The absent Father:- Justin Welby v Jordan Peterson on gender & knife crime.

Dec 6, 2018 by

by Gavin Ashenden:

I was on a train to Crewe, when the BBC phoned.

I can’t go near  Crewe without the delight of the memory of GK Chesterton telegraphing his wife on one if his lecture trips around the country by train, bleating: “Am at Crewe. Where should I be?”

I was being invited to be a guest interviewee on BBC 2’s Newsnight later that evening to todiscuss the fallout from the Archbishop of Canterbury’s latest foray into gender politics. For me, Newsnight is steeped in the memory of Paxman asking Michael Howard the same question relentlessly, seventeen times. Being invited to talk on the programme was very appealing.

The Most Rev’d Justin Welby had been trying to explain the complexity of God’s gender in a question and answer session in London. It was made more complicated by the foreword he had written in a book on the virtues of transgendering. God of course is beyond gender.Gender is something that describes our biology. It doesn’t describe God. But sometimes truth comes in paradox, and the Bible is forensically clear that God is not made in our image, we are made in His, and He invites us to experience him as our Father.

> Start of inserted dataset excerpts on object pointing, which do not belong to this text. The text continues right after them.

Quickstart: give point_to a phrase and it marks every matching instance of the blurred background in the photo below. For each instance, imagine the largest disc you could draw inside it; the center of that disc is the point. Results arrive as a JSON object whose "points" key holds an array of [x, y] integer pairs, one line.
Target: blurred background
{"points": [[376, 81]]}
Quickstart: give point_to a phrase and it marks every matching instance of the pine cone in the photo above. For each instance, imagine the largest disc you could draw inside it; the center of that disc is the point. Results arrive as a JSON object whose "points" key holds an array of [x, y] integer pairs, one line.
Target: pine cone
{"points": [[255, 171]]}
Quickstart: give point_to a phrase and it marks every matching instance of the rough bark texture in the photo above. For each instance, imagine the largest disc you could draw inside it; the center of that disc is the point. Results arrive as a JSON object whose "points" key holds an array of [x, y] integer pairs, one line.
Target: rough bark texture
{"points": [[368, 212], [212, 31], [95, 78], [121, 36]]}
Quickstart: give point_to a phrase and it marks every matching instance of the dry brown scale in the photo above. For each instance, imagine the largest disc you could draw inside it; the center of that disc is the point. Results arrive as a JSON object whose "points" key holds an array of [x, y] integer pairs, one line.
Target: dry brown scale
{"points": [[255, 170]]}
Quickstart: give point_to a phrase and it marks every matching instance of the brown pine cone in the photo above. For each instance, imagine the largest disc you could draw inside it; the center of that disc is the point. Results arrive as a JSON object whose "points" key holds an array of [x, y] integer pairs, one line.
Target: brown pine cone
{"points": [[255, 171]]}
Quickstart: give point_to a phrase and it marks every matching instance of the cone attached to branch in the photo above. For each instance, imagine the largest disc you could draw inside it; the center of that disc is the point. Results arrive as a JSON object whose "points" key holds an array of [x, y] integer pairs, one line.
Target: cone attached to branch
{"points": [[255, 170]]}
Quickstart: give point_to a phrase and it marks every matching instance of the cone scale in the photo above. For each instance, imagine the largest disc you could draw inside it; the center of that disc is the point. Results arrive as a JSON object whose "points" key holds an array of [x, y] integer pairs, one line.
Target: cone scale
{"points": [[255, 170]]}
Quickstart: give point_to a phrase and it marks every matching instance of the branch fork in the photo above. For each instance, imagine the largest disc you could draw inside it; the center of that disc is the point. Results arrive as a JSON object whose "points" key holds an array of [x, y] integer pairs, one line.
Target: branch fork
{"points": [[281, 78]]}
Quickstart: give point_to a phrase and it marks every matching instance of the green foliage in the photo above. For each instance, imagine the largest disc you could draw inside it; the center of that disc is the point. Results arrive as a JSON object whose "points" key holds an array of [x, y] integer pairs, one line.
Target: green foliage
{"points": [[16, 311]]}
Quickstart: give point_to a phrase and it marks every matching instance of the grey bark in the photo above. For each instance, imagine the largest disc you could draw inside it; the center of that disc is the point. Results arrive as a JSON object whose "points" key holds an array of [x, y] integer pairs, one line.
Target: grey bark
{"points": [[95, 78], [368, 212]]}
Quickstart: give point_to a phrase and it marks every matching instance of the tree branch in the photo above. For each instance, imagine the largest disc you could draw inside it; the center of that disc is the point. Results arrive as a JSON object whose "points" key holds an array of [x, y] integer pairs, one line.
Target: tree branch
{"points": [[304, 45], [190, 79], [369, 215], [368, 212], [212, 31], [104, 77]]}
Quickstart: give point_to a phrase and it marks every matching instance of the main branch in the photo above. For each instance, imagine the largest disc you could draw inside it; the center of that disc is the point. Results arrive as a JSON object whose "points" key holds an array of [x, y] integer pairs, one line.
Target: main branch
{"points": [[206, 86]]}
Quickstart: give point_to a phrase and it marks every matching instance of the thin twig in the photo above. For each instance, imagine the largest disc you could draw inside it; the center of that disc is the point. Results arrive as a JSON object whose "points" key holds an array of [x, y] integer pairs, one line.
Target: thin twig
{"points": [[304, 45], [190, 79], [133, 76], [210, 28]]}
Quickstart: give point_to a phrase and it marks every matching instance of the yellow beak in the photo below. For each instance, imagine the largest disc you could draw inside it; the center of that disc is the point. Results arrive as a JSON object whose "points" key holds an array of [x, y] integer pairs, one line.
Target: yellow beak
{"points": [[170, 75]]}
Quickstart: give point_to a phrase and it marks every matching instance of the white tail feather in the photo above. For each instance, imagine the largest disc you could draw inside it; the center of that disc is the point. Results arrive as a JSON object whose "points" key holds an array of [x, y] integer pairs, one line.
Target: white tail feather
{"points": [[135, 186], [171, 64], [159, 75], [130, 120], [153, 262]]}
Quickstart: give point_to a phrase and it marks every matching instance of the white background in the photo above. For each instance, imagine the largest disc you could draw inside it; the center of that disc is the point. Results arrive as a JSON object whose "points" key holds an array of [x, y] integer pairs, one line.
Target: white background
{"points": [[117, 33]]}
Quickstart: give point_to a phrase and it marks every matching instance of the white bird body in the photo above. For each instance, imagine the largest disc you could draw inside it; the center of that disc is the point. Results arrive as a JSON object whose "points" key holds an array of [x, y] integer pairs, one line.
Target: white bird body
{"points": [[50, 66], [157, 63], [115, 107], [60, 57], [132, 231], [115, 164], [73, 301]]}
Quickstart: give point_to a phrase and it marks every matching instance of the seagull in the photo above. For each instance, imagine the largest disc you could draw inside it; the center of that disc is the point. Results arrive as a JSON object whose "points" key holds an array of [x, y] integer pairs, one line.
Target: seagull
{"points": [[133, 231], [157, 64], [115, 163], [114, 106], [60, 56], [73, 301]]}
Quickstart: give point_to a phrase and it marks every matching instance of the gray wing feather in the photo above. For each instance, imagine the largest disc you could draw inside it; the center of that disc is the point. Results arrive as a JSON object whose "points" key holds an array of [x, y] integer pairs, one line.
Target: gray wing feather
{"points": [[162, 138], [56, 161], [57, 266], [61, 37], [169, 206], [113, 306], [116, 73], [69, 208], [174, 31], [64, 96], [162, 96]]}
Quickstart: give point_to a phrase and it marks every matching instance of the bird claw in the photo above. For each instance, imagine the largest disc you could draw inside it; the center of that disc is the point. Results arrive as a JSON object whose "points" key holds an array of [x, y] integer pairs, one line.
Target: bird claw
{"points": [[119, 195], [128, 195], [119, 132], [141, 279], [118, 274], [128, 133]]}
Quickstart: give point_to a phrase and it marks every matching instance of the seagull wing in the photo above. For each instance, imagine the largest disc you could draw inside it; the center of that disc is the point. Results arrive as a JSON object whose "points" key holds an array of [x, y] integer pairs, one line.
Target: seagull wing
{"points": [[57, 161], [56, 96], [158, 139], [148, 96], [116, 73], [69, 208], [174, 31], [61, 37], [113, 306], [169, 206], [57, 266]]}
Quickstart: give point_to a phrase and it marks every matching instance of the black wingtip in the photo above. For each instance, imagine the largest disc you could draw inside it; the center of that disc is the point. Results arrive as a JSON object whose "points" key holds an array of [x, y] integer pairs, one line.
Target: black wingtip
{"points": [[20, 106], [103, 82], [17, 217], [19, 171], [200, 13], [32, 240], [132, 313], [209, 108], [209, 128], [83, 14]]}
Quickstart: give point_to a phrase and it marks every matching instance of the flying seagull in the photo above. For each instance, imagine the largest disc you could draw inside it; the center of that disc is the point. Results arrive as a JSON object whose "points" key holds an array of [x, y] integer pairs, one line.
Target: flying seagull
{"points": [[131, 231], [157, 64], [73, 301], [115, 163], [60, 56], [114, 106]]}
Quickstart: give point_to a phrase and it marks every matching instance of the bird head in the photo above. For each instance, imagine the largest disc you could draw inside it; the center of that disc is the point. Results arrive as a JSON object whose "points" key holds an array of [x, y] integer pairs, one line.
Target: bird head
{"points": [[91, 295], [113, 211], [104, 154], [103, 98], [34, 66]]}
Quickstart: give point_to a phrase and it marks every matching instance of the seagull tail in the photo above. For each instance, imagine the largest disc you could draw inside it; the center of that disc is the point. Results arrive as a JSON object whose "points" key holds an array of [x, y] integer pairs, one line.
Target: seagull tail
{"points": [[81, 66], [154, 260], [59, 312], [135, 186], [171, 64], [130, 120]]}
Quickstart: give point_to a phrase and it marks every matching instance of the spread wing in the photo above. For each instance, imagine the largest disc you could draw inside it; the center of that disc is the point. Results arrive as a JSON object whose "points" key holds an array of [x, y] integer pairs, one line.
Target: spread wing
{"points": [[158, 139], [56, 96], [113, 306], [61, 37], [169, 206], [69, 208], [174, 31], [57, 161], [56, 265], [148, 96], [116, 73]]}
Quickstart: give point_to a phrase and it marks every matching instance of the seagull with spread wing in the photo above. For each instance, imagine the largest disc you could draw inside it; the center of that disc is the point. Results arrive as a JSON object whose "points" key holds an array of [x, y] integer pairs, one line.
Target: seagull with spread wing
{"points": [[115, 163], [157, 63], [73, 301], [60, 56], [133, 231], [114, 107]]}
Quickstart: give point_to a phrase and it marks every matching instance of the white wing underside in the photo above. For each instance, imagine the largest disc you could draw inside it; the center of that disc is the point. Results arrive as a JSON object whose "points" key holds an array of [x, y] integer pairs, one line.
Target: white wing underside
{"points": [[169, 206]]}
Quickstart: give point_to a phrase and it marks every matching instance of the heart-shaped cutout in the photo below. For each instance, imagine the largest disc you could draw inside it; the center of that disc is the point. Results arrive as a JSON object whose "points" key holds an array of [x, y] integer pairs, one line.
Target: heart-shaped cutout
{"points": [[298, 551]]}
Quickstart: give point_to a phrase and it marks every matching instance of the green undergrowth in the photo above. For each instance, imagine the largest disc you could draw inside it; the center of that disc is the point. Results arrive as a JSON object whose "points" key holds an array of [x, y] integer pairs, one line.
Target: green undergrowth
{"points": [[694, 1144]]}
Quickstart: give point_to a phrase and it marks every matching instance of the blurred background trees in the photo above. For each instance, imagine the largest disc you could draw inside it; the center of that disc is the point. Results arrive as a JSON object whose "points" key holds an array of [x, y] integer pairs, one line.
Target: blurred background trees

But we live in a culture where we are consumed by a power struggle between the genders. So this has become a political question as well as a theological one.  Like all questions the way you ask it can determine the kind of answer you get.

The theology explores the consequences of using one form of language rather than another. So if you call God She you end up with something that resembles a fertility religion or an ecological movement, a sort of ‘Gaia’, instead of Father. If you call God ‘it, you end somewhere close to Buddhism, with an impersonal energysuffusing the universe, instead of a Being who validates our being.